Since the 1970s, the Hawaiian Renaissance has contributed to a visible cultural and linguistic revival, with Hawaiian-language immersion schools, the cultivation of hula and traditional navigation, and a renewed public interest in Pele, the Aumakua and other figures of tradition. Foundational scholarly works come from Martha Warren Beckwith, Mary Kawena Pukui and the Hawaiian scholars David Malo and Samuel Kamakau in the 19th century.

An island realm with diverse local traditions

Hawaii consists of several large and numerous smaller islands that formed independent chiefdoms for centuries before political unification under Kamehameha I around 1810. This political diversity was reflected in differing local expressions of worship, for example in the particular importance of Pele and her family on the island of Hawaii with its active volcanoes.

The sisters of Mauna Kea, Poliahu, Waiau, Lilinoe and Kahoupokāne, are likewise closely tied to this one island and its highest mountain, while other figures, such as the wind-god complex around Lāʻamaomao and her descendant Pākaʻa, appear in narratives that span several islands.

The genealogical depth of the Hawaiian nobility, the Aliʻi, tied religious authority closely to individual families and places, so that veneration of the family Aumakua also varied from place to place and lineage to lineage. Sweeping statements about ‘the Hawaiian religion’ therefore obscure considerable internal diversity.

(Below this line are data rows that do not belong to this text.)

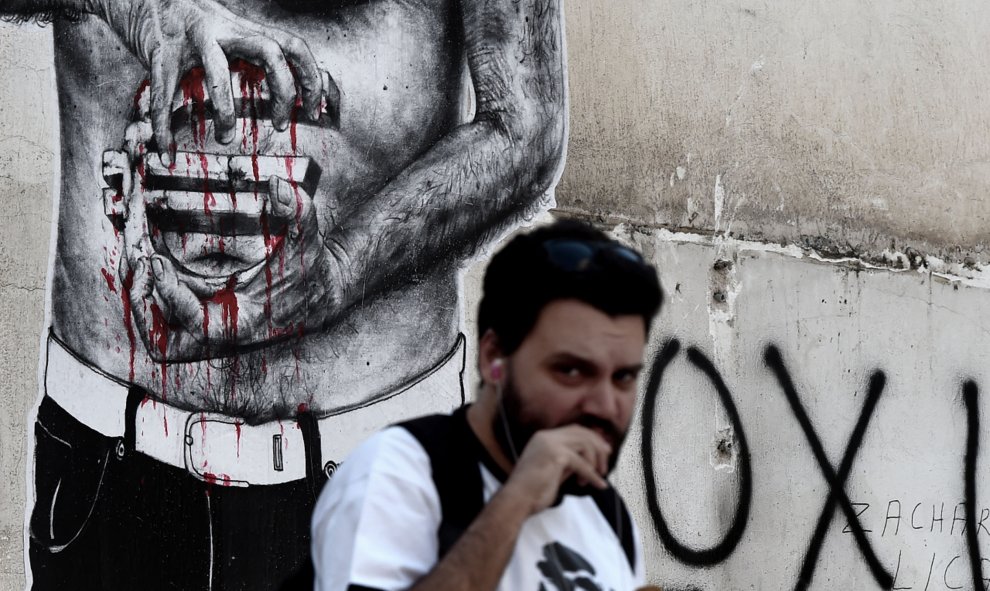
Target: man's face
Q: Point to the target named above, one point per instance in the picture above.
(577, 366)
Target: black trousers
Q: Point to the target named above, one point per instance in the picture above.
(108, 517)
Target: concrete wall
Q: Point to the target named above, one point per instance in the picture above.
(856, 130)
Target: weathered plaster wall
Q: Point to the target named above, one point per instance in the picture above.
(28, 123)
(909, 340)
(852, 128)
(840, 124)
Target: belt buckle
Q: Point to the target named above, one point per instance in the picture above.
(198, 464)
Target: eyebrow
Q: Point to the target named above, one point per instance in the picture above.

Common to the islands, however, was the veneration of the four principal gods Kū, Kāne, Lono and Kanaloa, the Kapu order system, and the notion of personal, family protective spirits, the Aumakua. These shared elements, too, are attested differently across regions in the sources.

Akua, Aumakua and the powers of the Hawaiian worldview

At the centre of the Hawaiian world of gods stand the four principal gods: Kū, responsible for war and politics, Kāne for life and creation, Lono for fertility and peace, and Kanaloa for the sea. Alongside them stand numerous other Akua and semi-divine hero figures, who play an important role in individual family or local traditions.

The ʻAumākua form a category of their own, deified ancestral spirits who often appear in animal form, for instance as a shark, owl or octopus, and are regarded as the personal protective powers of individual families. According to tradition, they warn of danger, appear in dreams and punish disrespectful behaviour.

The Pele family occupies a special position: the volcano goddess Pele with her siblings, including the shark god Kamohoaliʻi and the sea goddess Nāmaka, as well as her rival Poliahu with the sisters of Mauna Kea, Waiau, Lilinoe and Kahoupokāne. Wind and sea have their own deities, such as Lāʻamaomao with her legendary wind gourd and the hero Pākaʻa as her descendant.

The dead and the ancestors have their own place, still present in oral tradition today, in the Night Marchers, the nightly ghostly processions of deceased warriors.

There is no complete agreement on the precise systematics of this pantheon, because the precolonial religion was transmitted only orally and written records did not begin until Hawaiian scholars of the 19th century, such as David Malo and Samuel Kamakau, and the comparative research of Martha Warren Beckwith in the 20th century.

The sources: Hawaiian chroniclers and comparative myth research

The earliest written tradition concerning Hawaiian religion derives in essential part from Hawaiian scholars themselves, who recorded their own knowledge in the 19th century after the introduction of writing by American missionaries, not solely from outside observers.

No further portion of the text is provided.